А к этому еще прибавилась очередная выходка Ардова: с ним делалось что-то омерзительное, когда при нем произносили слово «акмеизм». Мы не знали, чем это объяснить — преданностью лефовским идеалам или чем-нибудь более современным, например, желанием начальства уничтожить это слово... Я ответила, что всегда в нее верила и никогда не отрекалась от ее стихов.

Это истинная правда, и она это всегда знала, но немного огорчалась, что я предпочитаю те ее стихи, где она говорит в лоб и поражает жесткими и прямыми формулами. Должно быть, и ей, и О.М. нужна была моя вера в их путь и в их труд, потому что и О.М. успел мне сказать то же, что она.

31. Сейчас может показаться странным, что два больших поэта нуждались в поддержке женщины, которую они сами научили с голоса воспринимать стихи. Оказывается, жизнь устроена так, что без этого обойтись нельзя. И не похвалы ведь они от меня ждали, а только кивка — да, да — или что¬ бы я замотала головой и сказала: «кажется, нет...»

В извечном и страшном человеческом одиночестве, которое для поэта увеличивается в тысячи раз, даже если он окружен людьми, необходим хоть один слушатель, чей внутренний слух настроен на постижение их мысли и слова.

32. Как Анна Андреевна ни дружила с Харджиевым, одной вещи она ему никогда не прощала: «молчите, иначе он вас отлучит от ложа и стола» — но как он смеет любить не только Мандельштама, но и Хлебникова! A.A. даже подозревала, что он любит Хлебникова больше Мандельштама, и это приводило ее в неистовство.

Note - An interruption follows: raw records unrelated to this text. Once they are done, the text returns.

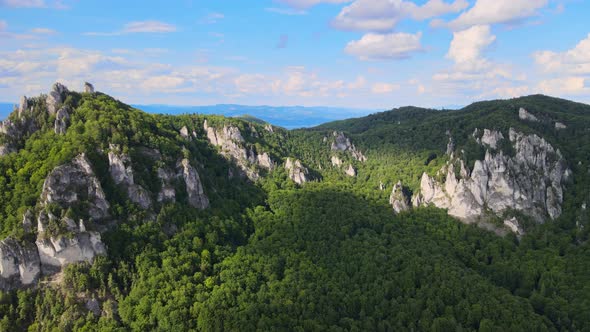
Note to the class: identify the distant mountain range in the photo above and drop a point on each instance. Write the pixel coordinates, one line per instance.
(285, 116)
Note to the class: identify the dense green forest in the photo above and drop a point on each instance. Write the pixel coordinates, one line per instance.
(329, 255)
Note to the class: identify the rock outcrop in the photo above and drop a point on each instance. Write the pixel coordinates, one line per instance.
(343, 144)
(88, 88)
(297, 172)
(194, 187)
(122, 173)
(532, 182)
(526, 116)
(60, 239)
(398, 199)
(350, 171)
(55, 97)
(234, 147)
(62, 118)
(336, 161)
(19, 264)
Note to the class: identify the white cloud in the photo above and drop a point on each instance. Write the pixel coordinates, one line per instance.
(138, 27)
(286, 11)
(385, 46)
(310, 3)
(381, 88)
(23, 3)
(434, 8)
(565, 86)
(383, 15)
(148, 26)
(498, 11)
(575, 61)
(43, 31)
(212, 18)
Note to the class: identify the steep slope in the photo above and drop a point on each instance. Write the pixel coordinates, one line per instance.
(114, 219)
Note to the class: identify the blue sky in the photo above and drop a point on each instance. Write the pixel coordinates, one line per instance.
(373, 54)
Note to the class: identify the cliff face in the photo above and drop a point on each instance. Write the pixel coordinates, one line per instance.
(233, 146)
(532, 181)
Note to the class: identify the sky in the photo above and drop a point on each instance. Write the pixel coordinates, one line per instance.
(371, 54)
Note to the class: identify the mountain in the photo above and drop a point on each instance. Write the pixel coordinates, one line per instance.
(5, 110)
(410, 219)
(289, 117)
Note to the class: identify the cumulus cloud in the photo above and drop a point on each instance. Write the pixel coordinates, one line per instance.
(468, 45)
(286, 11)
(565, 86)
(498, 11)
(374, 46)
(212, 18)
(148, 26)
(43, 31)
(575, 61)
(383, 15)
(301, 4)
(138, 27)
(382, 88)
(23, 3)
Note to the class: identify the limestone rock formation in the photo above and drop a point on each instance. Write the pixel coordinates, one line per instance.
(194, 188)
(297, 172)
(234, 147)
(23, 106)
(184, 132)
(70, 186)
(398, 199)
(19, 264)
(350, 171)
(122, 173)
(525, 115)
(61, 121)
(342, 143)
(490, 138)
(55, 97)
(532, 181)
(336, 161)
(88, 88)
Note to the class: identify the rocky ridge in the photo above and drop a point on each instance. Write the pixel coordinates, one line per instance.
(531, 182)
(234, 147)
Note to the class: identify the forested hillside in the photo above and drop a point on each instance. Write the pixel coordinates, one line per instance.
(118, 220)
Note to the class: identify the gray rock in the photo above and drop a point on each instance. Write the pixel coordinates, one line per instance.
(19, 264)
(297, 172)
(93, 306)
(398, 198)
(491, 138)
(122, 173)
(194, 187)
(55, 97)
(336, 161)
(342, 143)
(531, 182)
(88, 88)
(184, 132)
(167, 192)
(350, 171)
(526, 116)
(23, 106)
(233, 147)
(69, 186)
(61, 121)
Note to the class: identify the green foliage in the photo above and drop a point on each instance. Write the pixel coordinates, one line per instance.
(329, 255)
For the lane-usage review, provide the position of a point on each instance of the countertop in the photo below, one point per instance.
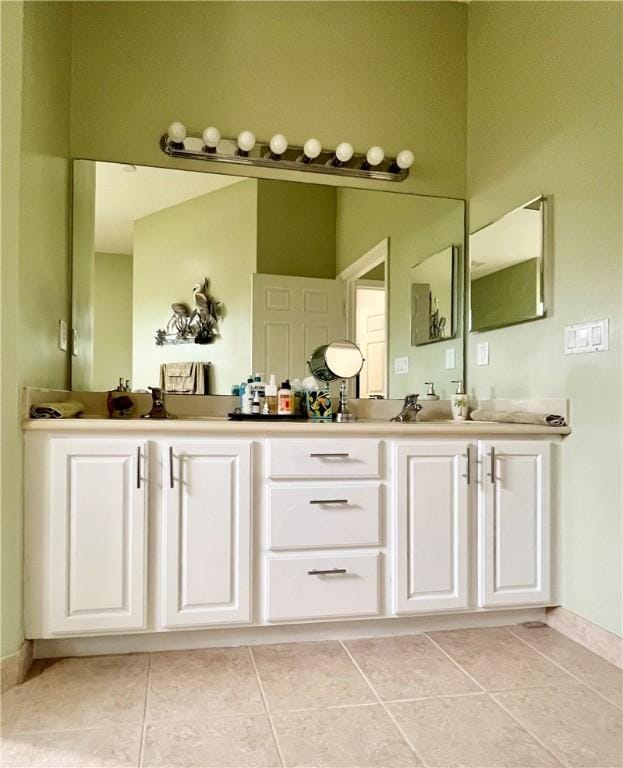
(215, 425)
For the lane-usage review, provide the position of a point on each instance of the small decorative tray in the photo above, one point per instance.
(264, 417)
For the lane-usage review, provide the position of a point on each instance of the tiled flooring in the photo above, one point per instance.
(480, 697)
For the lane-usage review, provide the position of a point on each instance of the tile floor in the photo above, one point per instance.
(479, 697)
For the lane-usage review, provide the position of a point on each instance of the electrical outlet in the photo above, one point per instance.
(401, 365)
(482, 353)
(62, 335)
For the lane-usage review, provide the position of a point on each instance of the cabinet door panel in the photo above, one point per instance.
(432, 503)
(207, 533)
(97, 536)
(514, 536)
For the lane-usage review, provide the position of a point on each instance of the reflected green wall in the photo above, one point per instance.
(545, 117)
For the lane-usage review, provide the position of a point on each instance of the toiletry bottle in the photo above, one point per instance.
(284, 399)
(459, 402)
(271, 394)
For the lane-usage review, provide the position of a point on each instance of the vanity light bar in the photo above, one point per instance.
(277, 153)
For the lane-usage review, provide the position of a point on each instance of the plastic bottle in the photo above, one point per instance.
(284, 399)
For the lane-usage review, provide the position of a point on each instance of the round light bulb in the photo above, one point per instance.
(375, 156)
(177, 132)
(312, 148)
(344, 152)
(278, 144)
(404, 159)
(211, 137)
(246, 141)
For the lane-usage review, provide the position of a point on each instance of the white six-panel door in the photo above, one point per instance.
(97, 535)
(514, 523)
(206, 545)
(432, 526)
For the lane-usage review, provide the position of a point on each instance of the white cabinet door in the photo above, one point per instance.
(514, 523)
(432, 492)
(97, 535)
(207, 533)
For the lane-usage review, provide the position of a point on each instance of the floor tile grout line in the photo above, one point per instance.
(456, 663)
(564, 669)
(268, 713)
(528, 730)
(389, 714)
(141, 750)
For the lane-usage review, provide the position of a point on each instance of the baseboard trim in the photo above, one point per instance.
(597, 639)
(14, 668)
(236, 636)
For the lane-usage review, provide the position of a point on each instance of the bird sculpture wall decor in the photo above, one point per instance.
(199, 325)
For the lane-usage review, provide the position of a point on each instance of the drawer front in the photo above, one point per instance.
(298, 590)
(324, 516)
(319, 459)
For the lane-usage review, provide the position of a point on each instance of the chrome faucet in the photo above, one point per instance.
(410, 409)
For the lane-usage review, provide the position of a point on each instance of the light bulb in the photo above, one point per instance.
(278, 144)
(404, 159)
(177, 132)
(211, 138)
(375, 156)
(246, 142)
(311, 149)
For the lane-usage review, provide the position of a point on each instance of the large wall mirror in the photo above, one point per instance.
(506, 269)
(276, 268)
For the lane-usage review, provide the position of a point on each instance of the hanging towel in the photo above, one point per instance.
(67, 410)
(519, 417)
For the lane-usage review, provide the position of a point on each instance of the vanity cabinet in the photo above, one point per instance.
(514, 523)
(97, 566)
(206, 533)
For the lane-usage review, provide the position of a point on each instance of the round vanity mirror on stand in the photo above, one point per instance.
(337, 360)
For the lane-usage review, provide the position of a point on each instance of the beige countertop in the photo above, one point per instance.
(214, 425)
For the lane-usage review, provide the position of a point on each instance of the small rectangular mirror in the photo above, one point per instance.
(506, 269)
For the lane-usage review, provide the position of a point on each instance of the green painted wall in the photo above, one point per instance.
(417, 228)
(36, 46)
(212, 236)
(391, 73)
(295, 229)
(506, 296)
(545, 116)
(112, 314)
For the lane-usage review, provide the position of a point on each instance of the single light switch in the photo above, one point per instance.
(482, 353)
(401, 365)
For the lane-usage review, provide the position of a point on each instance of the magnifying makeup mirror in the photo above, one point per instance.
(337, 360)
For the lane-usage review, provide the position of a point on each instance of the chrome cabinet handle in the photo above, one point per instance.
(329, 455)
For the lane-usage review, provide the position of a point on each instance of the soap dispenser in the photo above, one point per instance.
(431, 394)
(459, 401)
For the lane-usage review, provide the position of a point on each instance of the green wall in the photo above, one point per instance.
(295, 229)
(506, 296)
(212, 236)
(389, 73)
(545, 116)
(36, 48)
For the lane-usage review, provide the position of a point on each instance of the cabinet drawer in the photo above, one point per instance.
(324, 516)
(295, 591)
(320, 459)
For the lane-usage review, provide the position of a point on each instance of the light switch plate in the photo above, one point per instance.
(586, 337)
(401, 365)
(482, 353)
(62, 335)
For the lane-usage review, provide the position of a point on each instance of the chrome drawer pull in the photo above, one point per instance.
(329, 455)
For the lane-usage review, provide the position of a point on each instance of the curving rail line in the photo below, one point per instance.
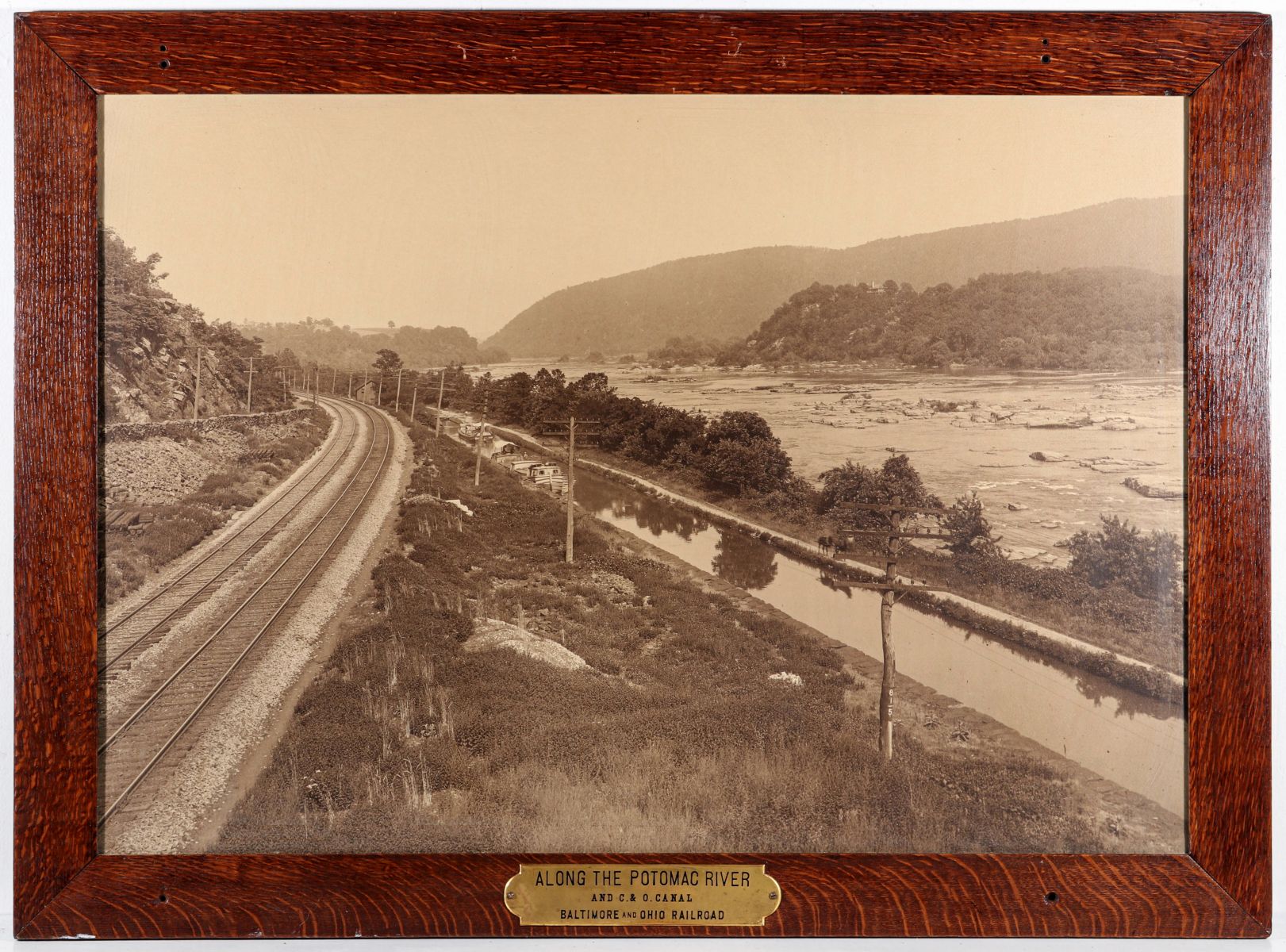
(155, 726)
(149, 620)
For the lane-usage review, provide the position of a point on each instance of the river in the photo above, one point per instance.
(1126, 426)
(1132, 740)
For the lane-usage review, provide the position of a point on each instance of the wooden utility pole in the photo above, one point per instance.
(892, 588)
(478, 453)
(196, 397)
(437, 422)
(559, 428)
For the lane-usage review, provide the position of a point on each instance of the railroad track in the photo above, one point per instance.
(144, 740)
(151, 620)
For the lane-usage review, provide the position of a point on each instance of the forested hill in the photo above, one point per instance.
(151, 343)
(1085, 318)
(325, 344)
(727, 296)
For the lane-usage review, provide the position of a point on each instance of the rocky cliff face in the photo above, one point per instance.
(155, 376)
(151, 344)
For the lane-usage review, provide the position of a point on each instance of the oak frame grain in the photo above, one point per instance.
(64, 60)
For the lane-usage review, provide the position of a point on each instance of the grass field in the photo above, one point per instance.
(675, 739)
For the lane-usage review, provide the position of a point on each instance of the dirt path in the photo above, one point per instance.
(939, 720)
(800, 547)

Никто не смел ей признаться, что любит какого-нибудь поэта больше Мандельштама. «Он пастернакист», — предупреждала она меня, то есть такого стихолюба надо отлучить от стола, поскольку к ложу он никакого отношения не имеет...

Пунин со всеми его лефовскими штучками все-таки разразился когда-то влюбленной статьей про Мандельштама, поэтому ему прощалось многое.

33. Забавно, что к своим стихам она любви не требовала или, во всяком случае, за равнодушие к ним никого ни от чего не отлучала. А к Харджиеву она старалась и во мне возбудить нетерпимость за его преступную любовь к Хлебникову...

34. Две женщины, кроме меня, поняли, что такое О.М. Одна из них пошла другим путем, а потом повесилась, испытав весь ужас этой жизни, а про другую я сейчас расскажу. Мы жили с ней вдвоем в Ташкенте, и потом она, вспоминая, говорила, что это были наши лучшие дни: «Подумать, что тогда жилось легче всего. А это была война, и сколько людей погибало, и сын был на каторге... »

Она сказала это, когда мы шли с ней по Большой Дмитровке, я провожала ее, кажется, к Лиде Чуковской или к Николаше. Уже опубликовали постановление о ней и Зощенко, а по¬том вторично забрали Леву.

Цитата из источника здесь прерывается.